MODERN INDIAN ARCHITECT (Page 5)





However, these reinterpretations of traditions are limited to the planning and spatial organisation of buildings and do not address the development of their architectonic form. For instance, Rewal interpreted the Spatial morphology of the desert town of Jaisalmer to design public housing in Delhi, and Correa - the mandala used in the planning of Jaipur to develop the plan for Jawahar Kala Kendra in Jaipur. The Visual vocabulary and aesthetics remained modernist and Western. The development of the plan and the elevation of the buildings were Sourced from different iconic images, one indigenous and the other western, but the indigenous was still interpreted through the values of the modernist west. This move was lauded by western critics - which approval consequently established local benchmarks.

The situation has now changed further. In the process of the use and reuse of iconic images, there is little that remains identifiably authentic or pure. These icons are hybrid in nature, having evolved out of the continual intermixing of the Western and Indian Cultural Sensibilities over a Substantial period of time. The hybrid architecture which has resulted must be recognised as a new architecture, rather than hastily derided as the debasement of older models. Architectural critics in India have as yet been unable to recognise the true meaning and challenge of these hybrid architectural formations. on the one hand, this hybrid architecture is dismissed as comic - "Punjabi Baroque' as the title of architect Gautam Bhatia's provocative book claims.

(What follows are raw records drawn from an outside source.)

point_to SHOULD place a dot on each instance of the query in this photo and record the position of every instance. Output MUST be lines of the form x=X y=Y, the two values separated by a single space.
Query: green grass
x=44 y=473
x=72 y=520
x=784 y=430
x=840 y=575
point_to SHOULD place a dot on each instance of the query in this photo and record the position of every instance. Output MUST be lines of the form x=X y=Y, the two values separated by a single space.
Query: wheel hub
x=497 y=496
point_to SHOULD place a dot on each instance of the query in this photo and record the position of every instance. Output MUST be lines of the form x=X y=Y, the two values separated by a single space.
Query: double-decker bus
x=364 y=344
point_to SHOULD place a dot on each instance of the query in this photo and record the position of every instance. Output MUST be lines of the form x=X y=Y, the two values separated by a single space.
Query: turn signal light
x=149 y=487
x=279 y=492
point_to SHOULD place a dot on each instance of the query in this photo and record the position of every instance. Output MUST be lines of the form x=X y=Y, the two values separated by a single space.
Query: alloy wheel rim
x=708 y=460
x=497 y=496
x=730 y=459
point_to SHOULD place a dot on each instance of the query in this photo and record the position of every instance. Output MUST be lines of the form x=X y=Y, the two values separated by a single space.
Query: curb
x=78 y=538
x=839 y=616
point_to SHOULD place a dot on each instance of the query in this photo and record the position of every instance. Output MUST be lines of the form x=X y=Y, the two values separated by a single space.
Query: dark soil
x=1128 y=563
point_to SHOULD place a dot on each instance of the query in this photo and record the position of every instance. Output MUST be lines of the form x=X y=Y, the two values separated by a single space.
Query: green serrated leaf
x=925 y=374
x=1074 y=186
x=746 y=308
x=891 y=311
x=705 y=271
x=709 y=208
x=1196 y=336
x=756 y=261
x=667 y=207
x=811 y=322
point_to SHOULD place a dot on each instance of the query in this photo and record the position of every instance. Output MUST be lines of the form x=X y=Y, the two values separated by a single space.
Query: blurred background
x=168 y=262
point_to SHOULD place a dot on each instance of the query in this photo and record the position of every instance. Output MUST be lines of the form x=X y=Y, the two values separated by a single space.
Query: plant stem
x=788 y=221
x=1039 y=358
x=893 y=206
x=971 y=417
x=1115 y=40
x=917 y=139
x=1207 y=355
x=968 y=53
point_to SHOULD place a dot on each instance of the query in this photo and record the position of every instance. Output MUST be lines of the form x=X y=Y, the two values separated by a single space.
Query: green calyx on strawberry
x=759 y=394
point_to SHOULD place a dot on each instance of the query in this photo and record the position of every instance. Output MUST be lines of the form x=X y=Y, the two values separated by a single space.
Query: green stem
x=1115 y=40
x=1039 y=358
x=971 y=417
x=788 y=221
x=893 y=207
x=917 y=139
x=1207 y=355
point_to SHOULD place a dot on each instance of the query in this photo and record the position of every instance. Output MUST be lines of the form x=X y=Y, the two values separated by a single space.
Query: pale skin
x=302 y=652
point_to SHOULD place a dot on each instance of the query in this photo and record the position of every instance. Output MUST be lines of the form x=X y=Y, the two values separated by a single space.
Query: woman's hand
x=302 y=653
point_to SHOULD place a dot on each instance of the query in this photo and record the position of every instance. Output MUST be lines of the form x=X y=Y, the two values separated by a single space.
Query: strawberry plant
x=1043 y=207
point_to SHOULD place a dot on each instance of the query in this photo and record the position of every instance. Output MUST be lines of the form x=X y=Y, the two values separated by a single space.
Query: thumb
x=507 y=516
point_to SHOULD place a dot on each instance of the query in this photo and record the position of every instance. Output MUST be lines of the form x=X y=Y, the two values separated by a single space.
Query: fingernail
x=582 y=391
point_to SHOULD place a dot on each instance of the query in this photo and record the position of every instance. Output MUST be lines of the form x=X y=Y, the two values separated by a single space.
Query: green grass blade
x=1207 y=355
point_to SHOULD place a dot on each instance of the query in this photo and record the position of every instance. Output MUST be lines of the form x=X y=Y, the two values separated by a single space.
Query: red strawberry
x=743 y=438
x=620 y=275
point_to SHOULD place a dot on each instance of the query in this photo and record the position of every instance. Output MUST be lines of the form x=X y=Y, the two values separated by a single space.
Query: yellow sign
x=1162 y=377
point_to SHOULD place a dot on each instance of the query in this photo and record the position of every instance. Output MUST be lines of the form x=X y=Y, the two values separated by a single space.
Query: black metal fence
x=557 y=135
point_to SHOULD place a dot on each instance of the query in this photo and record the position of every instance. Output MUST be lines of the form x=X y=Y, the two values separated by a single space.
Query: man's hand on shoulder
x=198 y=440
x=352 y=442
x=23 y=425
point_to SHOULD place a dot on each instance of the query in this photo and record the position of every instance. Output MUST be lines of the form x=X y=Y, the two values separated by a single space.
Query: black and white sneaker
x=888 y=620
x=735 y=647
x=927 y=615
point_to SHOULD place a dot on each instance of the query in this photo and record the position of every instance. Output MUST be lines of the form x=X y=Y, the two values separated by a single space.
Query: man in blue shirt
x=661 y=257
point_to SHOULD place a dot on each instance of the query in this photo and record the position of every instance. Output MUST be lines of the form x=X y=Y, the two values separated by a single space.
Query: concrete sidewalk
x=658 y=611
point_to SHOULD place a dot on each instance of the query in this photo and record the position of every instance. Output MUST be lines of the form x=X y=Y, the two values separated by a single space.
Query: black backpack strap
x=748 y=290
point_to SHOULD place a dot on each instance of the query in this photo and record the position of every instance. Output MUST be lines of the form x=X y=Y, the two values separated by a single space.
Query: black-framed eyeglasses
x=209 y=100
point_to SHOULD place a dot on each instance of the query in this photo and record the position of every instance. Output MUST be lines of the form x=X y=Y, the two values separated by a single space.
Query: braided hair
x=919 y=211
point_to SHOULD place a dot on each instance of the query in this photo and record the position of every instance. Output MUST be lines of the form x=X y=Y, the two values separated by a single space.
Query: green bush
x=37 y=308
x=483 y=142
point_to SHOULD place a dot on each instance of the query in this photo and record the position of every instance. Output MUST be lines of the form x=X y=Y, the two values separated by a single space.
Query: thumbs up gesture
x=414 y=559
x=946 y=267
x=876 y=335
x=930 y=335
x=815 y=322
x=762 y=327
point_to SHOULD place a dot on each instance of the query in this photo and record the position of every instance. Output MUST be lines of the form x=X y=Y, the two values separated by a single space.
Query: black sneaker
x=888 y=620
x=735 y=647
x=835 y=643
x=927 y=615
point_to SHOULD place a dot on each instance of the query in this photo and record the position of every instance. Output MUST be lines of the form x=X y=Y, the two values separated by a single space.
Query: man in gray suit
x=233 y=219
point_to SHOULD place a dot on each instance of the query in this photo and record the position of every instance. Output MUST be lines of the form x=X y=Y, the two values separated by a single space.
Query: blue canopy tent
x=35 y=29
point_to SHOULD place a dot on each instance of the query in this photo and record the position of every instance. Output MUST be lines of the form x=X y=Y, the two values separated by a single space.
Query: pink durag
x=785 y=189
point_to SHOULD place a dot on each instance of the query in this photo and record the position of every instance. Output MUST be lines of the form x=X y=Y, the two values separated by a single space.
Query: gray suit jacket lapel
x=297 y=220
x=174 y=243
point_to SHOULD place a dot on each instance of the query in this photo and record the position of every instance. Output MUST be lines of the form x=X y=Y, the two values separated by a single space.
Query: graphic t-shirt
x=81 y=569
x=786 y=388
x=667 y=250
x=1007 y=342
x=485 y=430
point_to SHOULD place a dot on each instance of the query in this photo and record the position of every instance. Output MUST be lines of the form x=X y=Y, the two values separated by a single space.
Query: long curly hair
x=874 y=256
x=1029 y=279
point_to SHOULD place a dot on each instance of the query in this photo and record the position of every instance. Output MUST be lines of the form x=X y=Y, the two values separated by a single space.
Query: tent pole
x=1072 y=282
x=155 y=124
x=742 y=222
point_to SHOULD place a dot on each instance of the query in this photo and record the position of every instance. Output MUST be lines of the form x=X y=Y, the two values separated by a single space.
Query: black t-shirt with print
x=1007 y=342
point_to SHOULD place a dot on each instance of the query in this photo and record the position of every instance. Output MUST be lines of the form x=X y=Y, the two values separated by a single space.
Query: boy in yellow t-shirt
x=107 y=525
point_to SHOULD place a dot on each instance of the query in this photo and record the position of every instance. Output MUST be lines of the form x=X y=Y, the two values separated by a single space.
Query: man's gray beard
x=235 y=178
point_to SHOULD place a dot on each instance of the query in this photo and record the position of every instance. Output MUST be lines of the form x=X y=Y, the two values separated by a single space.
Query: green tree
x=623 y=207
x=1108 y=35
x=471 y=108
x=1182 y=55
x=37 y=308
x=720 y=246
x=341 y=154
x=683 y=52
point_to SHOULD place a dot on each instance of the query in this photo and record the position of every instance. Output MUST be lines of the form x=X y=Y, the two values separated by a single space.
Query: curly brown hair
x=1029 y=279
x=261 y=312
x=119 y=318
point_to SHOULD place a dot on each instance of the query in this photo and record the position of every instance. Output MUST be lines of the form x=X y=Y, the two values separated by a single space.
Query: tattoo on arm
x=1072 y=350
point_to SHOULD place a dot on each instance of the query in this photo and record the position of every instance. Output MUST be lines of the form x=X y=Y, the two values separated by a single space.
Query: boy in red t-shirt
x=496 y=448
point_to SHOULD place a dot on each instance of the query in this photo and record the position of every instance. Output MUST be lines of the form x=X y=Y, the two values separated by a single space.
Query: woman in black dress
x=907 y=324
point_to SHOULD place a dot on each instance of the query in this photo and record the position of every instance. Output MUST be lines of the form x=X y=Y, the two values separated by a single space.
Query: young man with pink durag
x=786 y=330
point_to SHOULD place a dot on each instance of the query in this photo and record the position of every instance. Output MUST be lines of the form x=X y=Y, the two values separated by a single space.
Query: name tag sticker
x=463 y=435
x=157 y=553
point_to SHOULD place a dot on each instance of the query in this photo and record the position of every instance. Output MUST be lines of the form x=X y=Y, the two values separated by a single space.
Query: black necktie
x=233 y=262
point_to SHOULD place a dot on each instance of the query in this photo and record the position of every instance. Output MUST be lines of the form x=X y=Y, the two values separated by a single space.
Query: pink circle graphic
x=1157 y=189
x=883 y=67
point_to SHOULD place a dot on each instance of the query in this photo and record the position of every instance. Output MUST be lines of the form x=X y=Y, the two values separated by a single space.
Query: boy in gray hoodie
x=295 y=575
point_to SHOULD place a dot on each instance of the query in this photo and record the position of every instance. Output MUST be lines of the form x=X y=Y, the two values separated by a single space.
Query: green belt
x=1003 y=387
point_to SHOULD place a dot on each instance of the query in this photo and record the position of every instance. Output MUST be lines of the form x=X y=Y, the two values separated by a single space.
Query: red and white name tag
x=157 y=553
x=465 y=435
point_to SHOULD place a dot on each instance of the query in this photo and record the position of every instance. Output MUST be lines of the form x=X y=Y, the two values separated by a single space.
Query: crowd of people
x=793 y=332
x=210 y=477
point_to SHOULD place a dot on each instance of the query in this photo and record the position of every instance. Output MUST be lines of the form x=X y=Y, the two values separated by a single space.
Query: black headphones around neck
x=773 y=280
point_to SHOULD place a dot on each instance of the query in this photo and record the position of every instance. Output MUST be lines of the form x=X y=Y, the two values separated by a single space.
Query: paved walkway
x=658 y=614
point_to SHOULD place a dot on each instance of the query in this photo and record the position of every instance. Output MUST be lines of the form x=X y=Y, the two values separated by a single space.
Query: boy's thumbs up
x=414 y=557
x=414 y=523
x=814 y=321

On the other hand, it is valorised as modern Indian architecture, but merely as a regional variation of the master narrative which was, and continues to be, of western architectural development (perhaps not an unfair assessment under the circumstances, out still missing the point). Again, both evaluations are based on western criteria of aesthetic appreciation. There is a strong need for an independent, hybrid, local framework for assessing these architectural developments, because the circumstances necessitate it: politically, socio-culturally and, of course, architecturally in a globalising World. In India, we are living simultaneously within, between and after culture, and neither the Western nor the traditional Indian framework is adequate to explain current architectural formations, as has analogously and forcefully been demonstrated by the proliferation of Indian Writing in English. The specific legacy of postcolonialism is recognised and problematised in other disciplines such as the social sciences, fine arts and literature, but not, unfortunately, in architecture.